Note: The order of values in newdata determines the direction of the contrast when using hypothesis = ~ reference | contrast (the result is contrast minus reference). Swap the order if you prefer the opposite difference.

We could also compare the treatment effect at each level of PHQ-9 screen to the mean of all effects

cmp_meandev <- avg_comparisons(
  mod_lm_int_spline,
  variables = "trt",
  by = "phq9_screen",
  transform = \(x) x / sd_baseline,
  hypothesis = ~ meandev | contrast
)
cmp_meandev
Hypothesis Estimate Pr(>|z|) 2.5 % 97.5 %
Type: response
(1) - Mean -2.1030 0.0642 -4.3298 0.124
(2) - Mean -1.2218 0.1177 -2.7522 0.309
(3) - Mean -0.4127 0.4150 -1.4052 0.580
(4) - Mean 0.2518 0.5257 -0.5258 1.029
(5) - Mean 0.6995 0.1063 -0.1493 1.548
(6) - Mean 0.8582 0.0662 -0.0574 1.774
(7) - Mean 0.6557 0.1278 -0.1883 1.500
(8) - Mean 0.1087 0.7914 -0.6970 0.914
(9) - Mean -0.4089 0.4013 -1.3636 0.546
(10) - Mean -0.5393 0.2559 -1.4698 0.391
(11) - Mean -0.3450 0.3905 -1.1324 0.442
(12) - Mean 0.0068 0.9870 -0.8116 0.825
(13) - Mean 0.3487 0.4958 -0.6546 1.352
(14) - Mean 0.5461 0.3170 -0.5234 1.616
(15) - Mean 0.5958 0.2276 -0.3721 1.564
(16) - Mean 0.5273 0.2014 -0.2816 1.336
(17) - Mean 0.3701 0.3926 -0.4783 1.219
(18) - Mean 0.1539 0.8073 -1.0826 1.390
(19) - Mean -0.0919 0.9212 -1.9131 1.729

Let’s plot it and compare it to our previous treatment effect vs. PHQ-9 figure.
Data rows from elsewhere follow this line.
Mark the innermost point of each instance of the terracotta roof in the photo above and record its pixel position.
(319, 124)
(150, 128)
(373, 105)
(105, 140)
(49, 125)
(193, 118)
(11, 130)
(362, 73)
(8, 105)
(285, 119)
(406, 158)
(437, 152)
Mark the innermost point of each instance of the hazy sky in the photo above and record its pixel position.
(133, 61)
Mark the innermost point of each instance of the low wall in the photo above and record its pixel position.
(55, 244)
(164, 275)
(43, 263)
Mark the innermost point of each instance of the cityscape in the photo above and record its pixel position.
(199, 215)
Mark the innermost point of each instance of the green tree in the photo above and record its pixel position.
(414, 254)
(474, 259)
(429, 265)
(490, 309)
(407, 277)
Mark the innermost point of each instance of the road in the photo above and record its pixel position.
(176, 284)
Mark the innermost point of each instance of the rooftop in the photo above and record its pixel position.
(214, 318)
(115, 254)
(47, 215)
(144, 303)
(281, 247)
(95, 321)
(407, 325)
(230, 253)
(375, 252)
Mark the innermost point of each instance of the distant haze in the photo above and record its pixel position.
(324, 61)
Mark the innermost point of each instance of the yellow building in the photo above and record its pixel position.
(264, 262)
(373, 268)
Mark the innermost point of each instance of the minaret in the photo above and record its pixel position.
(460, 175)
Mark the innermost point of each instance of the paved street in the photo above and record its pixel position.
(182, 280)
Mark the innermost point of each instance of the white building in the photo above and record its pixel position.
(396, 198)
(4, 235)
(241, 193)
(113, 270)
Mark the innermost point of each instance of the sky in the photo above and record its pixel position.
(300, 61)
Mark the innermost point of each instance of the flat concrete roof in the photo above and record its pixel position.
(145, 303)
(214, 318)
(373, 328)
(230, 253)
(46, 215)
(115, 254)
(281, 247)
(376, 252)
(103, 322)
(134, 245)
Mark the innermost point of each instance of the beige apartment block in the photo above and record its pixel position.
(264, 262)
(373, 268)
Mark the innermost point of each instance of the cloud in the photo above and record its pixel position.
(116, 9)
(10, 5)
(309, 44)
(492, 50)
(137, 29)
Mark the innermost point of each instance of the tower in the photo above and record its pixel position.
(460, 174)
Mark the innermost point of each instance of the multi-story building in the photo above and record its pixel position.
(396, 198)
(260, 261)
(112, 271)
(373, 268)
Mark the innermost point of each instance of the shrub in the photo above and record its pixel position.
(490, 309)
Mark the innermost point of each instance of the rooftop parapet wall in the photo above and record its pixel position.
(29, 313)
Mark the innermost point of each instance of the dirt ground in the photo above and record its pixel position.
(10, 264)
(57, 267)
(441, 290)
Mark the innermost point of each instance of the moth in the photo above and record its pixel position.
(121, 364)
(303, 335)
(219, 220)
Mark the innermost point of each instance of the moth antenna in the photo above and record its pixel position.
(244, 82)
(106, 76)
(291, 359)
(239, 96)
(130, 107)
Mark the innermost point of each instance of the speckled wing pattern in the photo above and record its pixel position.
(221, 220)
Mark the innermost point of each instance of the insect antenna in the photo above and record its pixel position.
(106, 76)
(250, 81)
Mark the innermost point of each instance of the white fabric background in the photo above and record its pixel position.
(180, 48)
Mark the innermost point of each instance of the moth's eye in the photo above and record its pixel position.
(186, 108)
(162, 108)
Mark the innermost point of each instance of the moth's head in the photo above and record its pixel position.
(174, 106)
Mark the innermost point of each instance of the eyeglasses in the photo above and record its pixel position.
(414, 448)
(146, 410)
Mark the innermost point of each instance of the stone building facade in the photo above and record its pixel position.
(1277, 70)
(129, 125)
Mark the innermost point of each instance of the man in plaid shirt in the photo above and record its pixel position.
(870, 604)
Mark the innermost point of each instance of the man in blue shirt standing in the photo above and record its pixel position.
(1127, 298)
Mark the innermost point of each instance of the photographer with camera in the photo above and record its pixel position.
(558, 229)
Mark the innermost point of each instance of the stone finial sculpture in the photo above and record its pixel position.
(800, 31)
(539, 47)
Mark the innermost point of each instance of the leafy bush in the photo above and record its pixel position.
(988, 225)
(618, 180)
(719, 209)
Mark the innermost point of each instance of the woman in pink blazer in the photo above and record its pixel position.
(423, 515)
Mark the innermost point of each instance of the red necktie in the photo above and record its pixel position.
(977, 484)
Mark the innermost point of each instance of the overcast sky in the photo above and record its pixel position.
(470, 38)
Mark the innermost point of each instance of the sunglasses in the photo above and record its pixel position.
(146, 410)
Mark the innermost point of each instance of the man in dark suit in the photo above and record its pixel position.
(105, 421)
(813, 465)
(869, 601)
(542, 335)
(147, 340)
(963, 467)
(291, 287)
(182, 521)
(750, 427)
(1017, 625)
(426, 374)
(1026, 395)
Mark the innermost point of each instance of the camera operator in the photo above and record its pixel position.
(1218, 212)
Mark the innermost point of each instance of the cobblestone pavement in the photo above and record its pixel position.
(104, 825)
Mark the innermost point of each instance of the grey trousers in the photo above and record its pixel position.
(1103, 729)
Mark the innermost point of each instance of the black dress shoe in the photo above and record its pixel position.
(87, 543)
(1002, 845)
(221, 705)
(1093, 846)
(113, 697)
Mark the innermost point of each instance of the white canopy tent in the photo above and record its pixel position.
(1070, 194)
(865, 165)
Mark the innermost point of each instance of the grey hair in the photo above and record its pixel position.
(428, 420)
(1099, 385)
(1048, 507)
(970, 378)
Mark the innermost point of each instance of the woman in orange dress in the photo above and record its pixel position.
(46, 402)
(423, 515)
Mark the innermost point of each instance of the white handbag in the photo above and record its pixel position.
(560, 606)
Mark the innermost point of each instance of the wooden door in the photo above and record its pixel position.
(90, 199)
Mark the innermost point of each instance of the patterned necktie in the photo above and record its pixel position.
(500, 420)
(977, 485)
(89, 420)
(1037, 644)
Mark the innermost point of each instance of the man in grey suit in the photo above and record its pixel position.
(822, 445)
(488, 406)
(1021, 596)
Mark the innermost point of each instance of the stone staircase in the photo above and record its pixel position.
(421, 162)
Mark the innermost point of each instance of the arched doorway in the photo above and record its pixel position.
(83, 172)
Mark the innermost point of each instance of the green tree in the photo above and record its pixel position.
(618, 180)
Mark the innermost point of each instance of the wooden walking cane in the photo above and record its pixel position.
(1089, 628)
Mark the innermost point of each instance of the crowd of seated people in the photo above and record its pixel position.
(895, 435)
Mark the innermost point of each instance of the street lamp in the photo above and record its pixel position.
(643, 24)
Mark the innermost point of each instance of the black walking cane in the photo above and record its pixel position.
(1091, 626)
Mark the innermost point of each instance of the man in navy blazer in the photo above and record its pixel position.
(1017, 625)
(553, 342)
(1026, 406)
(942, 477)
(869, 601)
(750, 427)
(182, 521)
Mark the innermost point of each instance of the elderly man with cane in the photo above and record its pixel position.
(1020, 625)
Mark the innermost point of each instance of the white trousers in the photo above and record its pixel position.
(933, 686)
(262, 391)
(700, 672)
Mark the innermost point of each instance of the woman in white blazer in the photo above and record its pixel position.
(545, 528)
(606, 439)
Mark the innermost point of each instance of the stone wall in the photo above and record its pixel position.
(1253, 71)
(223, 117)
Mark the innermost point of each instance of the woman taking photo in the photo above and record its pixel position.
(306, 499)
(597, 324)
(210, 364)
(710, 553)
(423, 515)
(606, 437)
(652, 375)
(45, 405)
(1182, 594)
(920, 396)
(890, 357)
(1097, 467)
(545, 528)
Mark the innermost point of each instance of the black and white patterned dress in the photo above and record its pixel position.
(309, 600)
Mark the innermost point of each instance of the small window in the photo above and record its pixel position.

p_spline_meandev <- cmp_meandev |>
  mutate(phq9_screen = row_number() + 1) |>
  ggplot(aes(x = phq9_screen, y = estimate)) +
  geom_line() +
  geom_hline(yintercept = 0, linetype = "dashed") +
  geom_ribbon(aes(ymin = conf.low, ymax = conf.high), alpha = 0.15) +
  labs(
    title = "Deviations from Mean Effect",
    x = "PHQ-9 at screening",
    y = "Deviation from mean effect (SD units, 95% CI)"
  ) +
  theme_minimal()

p_spline_es + p_spline_meandev +
  plot_annotation(
    title = paste(
      "Spline Interaction Model: Treatment Effect",
      "Varies Non-linearly with PHQ-9"
    )
  )
Ignoring unknown labels:
• colour : "Treatment group"
• fill : "Treatment group"

Note

The figure above illustrates point that the difference between “significant” and “not significant” is not itself statistically significant. In the left panel, the 95% CI for the treatment effect crosses 0 at some PHQ-9 values and not at others; this alone does not imply that the formal contrast between two treatment effects (e.g., PHQ-9 = 1 vs 15) is significant. The right panel shows that the direct comparison can be non-significant even when individual CIs differ in whether they include 0.

9 Summary

In this chapter you learned:

  • how to fit regression models with one binary and one numeric predictor
  • how conditional effects are interpreted when a moderator is continuous
  • the difference between additive (parallel slopes) and interaction models
  • how interactions change coefficient interpretation
  • how to estimate conditional and marginal effects using marginaleffects
  • how to visualize interactions using predicted values and treatment-effect curves

This chapter continues the foundation for working with multiple predictors, including both categorical and numeric variables.